The office again. Stuffed animal eyes. Fuck sofa. Empty ski lift. His stomach making a rumbling noise.

“Yes?”

“Look, I don’t know if this is important or not.”

“Go on.”

He coughed. “Well, like I say, I don’t know if this is a big deal or not but two other people have been asking questions about our records for the end of May.”

“Have they?”

“Yes.”

“Do you mind if I—”

“One of them was a Latino reporter from Denver, a few weeks back, apparently he talked to one of our mechanics.”

Ricky.

“Who was the other?”

“Sheriff Briggs.”

 

 

The day departing behind mountains, saying goodbye with yellow hands and an orange-colored carapace.

Angela shook her head and dissolved in the lotus light. “It’s not just that Esteban pays shit and he’s unreliable. He drinks and he has a gun and he deals drugs.”

Paco looked at me with stupid, tired eyes. “What are you going to do, María?” he asked.

I was dead tired too. I didn’t want to make a thing of it.

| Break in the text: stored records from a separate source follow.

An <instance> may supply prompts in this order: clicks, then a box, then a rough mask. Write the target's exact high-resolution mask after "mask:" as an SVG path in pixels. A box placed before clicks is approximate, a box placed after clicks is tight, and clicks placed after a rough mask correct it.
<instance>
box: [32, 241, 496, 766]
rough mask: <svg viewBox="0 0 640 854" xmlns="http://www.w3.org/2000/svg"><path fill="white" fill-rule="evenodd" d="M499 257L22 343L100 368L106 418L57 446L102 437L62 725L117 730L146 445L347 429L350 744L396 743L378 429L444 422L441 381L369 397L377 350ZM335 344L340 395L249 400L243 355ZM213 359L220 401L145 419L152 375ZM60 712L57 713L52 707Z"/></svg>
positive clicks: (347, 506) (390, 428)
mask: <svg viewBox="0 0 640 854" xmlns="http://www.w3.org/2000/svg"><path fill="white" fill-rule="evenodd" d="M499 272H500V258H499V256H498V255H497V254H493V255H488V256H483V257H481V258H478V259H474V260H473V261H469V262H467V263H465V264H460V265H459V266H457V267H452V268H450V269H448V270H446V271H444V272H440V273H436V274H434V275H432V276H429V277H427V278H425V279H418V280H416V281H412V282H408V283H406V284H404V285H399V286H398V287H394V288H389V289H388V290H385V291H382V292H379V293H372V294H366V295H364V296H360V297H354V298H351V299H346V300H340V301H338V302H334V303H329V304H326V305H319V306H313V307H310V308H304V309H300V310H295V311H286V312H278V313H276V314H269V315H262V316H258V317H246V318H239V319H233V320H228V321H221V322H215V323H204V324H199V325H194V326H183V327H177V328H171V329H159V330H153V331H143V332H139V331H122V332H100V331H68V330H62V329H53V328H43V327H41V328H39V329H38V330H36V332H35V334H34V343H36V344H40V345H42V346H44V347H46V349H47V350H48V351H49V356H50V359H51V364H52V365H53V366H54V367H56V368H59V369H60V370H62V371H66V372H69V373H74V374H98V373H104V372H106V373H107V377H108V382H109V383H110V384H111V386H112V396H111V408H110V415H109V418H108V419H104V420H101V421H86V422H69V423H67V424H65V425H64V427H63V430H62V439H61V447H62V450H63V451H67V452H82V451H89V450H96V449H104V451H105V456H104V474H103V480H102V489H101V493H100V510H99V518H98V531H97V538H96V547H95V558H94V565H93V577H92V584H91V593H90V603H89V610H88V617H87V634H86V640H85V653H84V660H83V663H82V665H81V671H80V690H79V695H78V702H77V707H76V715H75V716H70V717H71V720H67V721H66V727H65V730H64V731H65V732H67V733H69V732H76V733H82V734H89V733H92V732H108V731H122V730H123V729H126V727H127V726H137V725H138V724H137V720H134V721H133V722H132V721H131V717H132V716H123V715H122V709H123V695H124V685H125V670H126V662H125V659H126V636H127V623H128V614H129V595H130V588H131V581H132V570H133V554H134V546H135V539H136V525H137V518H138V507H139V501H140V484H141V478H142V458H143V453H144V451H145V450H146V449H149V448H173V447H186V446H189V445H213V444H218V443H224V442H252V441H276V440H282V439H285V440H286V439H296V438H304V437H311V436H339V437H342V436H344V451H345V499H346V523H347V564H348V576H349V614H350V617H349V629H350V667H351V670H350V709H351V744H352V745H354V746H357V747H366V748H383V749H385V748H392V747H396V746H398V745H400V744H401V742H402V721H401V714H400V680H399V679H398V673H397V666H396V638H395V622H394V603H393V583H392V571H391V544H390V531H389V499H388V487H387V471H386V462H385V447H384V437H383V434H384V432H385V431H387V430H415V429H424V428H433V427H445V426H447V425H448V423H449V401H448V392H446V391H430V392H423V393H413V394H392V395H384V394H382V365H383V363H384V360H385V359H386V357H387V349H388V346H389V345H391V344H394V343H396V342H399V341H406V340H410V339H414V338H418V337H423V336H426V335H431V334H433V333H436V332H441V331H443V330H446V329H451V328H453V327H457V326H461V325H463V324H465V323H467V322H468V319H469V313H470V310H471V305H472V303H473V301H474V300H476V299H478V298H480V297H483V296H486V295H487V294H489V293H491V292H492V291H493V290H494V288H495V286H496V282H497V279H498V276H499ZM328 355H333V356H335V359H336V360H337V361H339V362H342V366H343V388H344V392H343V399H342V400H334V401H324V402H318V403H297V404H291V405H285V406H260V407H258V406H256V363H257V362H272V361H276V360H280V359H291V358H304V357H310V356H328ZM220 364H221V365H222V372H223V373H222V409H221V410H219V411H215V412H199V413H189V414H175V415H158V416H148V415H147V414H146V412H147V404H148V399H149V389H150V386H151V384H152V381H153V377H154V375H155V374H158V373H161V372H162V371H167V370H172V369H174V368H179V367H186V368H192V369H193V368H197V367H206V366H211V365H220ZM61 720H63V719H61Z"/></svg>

“I’m staying,” I said simply.

The Volkswagen microbus honked its horn. Luisa slid open the side door and waved to hurry us up. I acknowledged her wave and shook my head.

“I don’t know,” Paco said.

“We’d like you to come,” Angela said, touching him on the arm.

“Jualo and all my crew are at the other motel on I-70, some of them are in Denver, are you gonna take those guys?” Paco asked.

Angela shook her head. “We’ve got room for two more. Come with us, Francisco. Come on, we want to have you, things will be better in L.A., please come,” Angela insisted.

She hadn’t begged me this much. She liked him. She was a sensible girl. She’d be good for him.

“Listen to her. You should go, Paco, you’ll have more opportunities in Los Angeles,” I said.

“But Esteban’s done so much for us,” he replied lamely.

“Fuck Esteban,” Angela muttered.

The VW honked again.

“Vamonos!”
someone shouted.

“Well?” Angela asked.

“How far is L.A.?” Paco wondered.

Angela shrugged. “L.A.? I think it’s just over the mountains. A few hours. Not far. Not very far.”

“Do you have a map?” Paco asked.

Angela was getting impatient. “I don’t know. L.A. is huge. You can’t miss it. You just keep going west.”

Paco looked at me. It was hard, if not impossible, to read him but I had a stab: “Francisco, my friend, my brother, do not feel that you have an obligation to stay here because of me. I am able to look after myself,” I said in formal Spanish.

He grinned. “María, that I know only too well. But we’ve been through a lot together and I don’t want to go anywhere without you,” he said, and his eyes flicked down to the motel parking lot to cover his embarrassment.